4) Dbt – staging and mart models

Project: apps/dbt/team_roadsaftai_rs/

Datasets

  • raw: team_rs_raw (landing tables)
  • staging: team_rs_stg (dbt target dev_stg)
  • mart: team_rs_mart (for visualization)

Models

  • models/staging/stg_accidents – unions raw accident tables, prioritizes rows with title_type 'personskada', normalizes timestamps/columns, and de-duplicates by a combination of description and pubdate_iso8601.
  • models/staging/stg_weather – unions raw weather tables and de-duplicates by accident_id:
    1. pick the row with highest completeness (most non-null fields),
    2. if tied, pick the latest weather_hour.
  • models/mart/mart_accident_weather – left joins stg tables on stg_accident.id = stg_weather.accident_id, adds calculated columns for is_snow_on_ground, is_winter, is_rush_hour and daypart. Converts nulls to 0 where reasonable.

Run locally (for debugging)

# inside apps/dbt/team_roadsaftai_rs
export DBT_PROFILES_DIR=../../../.github/dbt_profiles

# build staging models into team_rs_stg
dbt build --target dev_stg

5) Fetch forecast data (Cloud functions gen 2)

Goal

Expose a thin http proxy around the Open-Meteo forecast api, so downstream services (e.g., the ml api) can fetch hourly weather by latitude, longitude, and a time window.

Source & entry point

  • code: apps/function/main.py
  • entry point (function name): apps (decorated with @functions_framework.http)
  • runtime: Python 3.11

Deploy

gcloud functions deploy weather-forecast \
  --gen2 \
  --runtime=python311 \
  --region=YOUR-REGION \
  --entry-point=apps \
  --source=apps/function \
  --trigger-http \
  --allow-unauthenticated

Replace YOUR-REGION with your standard region (e.g., europe-north2).

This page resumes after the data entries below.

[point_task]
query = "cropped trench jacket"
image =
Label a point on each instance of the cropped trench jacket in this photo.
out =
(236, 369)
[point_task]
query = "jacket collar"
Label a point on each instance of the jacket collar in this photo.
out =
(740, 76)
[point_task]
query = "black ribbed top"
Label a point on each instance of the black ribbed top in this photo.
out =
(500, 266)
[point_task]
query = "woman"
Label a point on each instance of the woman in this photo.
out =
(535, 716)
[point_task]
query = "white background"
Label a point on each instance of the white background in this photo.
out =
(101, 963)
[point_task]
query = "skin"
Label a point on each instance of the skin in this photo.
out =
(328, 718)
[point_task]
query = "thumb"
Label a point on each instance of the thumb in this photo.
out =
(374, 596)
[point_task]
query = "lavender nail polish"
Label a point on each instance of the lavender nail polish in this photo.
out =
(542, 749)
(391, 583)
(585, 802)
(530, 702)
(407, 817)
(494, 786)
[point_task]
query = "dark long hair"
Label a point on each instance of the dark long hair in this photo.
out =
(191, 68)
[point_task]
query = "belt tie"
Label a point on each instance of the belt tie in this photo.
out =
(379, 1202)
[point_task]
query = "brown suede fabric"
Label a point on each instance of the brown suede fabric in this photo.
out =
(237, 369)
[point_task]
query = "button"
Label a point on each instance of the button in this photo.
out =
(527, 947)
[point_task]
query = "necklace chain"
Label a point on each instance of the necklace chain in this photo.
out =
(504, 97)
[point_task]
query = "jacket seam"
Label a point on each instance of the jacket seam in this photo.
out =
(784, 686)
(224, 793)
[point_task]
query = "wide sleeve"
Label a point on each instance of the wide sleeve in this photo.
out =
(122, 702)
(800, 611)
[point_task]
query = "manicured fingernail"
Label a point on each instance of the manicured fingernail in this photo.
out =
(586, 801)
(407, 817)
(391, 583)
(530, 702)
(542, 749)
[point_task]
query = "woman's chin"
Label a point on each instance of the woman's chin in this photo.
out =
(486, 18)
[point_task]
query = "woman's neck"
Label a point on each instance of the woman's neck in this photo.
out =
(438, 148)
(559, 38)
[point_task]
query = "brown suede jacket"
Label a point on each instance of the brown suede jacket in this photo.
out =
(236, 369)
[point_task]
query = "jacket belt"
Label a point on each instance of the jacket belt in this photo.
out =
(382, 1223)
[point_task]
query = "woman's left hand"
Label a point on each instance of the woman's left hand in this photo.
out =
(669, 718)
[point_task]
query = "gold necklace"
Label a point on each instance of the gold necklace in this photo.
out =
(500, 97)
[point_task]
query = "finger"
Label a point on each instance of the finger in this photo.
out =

Make sure the Cloud Functions API is enabled in the project.

API contract (http)

Endpoint

GET / (deployed as weather-forecast):
https://<REGION>-<PROJECT_ID>.cloudfunctions.net/weather-forecast

Query parameters (all required)

  • latitude — stringified float, e.g. "59.33"
  • longitude — stringified float, e.g. "18.06"
  • starttime — ISO 8601 "YYYY-MM-DDThh:mm"
  • endtime — ISO 8601 "YYYY-MM-DDThh:mm"

Responses

  • 200 OK — JSON object:

    { "json_body": , "query_params": { ...original query string... }, "response": { ...Open-Meteo hourly payload... } }

  • 400 Bad Request — JSON with an error message when validation fails (e.g., missing or malformed starttime/endtime).

Selection of parameters The function selects the relevant weather parameters to fetch from Open-Meteo. List of parameters fetched:

  • temperature_2m
  • dew_point_2m
  • soil_temperature_0_to_7cm
  • precipitation
  • rain
  • snowfall
  • snow_depth
  • wind_speed_10m
  • wind_gusts_10m
  • cloud_cover
  • relative_humidity_2m
  • weather_code
  • visibility

Notes

  • The function validates the time format and returns 400 if invalid.
  • Hourly variables requested from Open-Meteo are defined inside main.py. Keep those aligned with the features used by the ML service.
  • The function returns a pass-through of the upstream json under the response key; the ML service reads from that.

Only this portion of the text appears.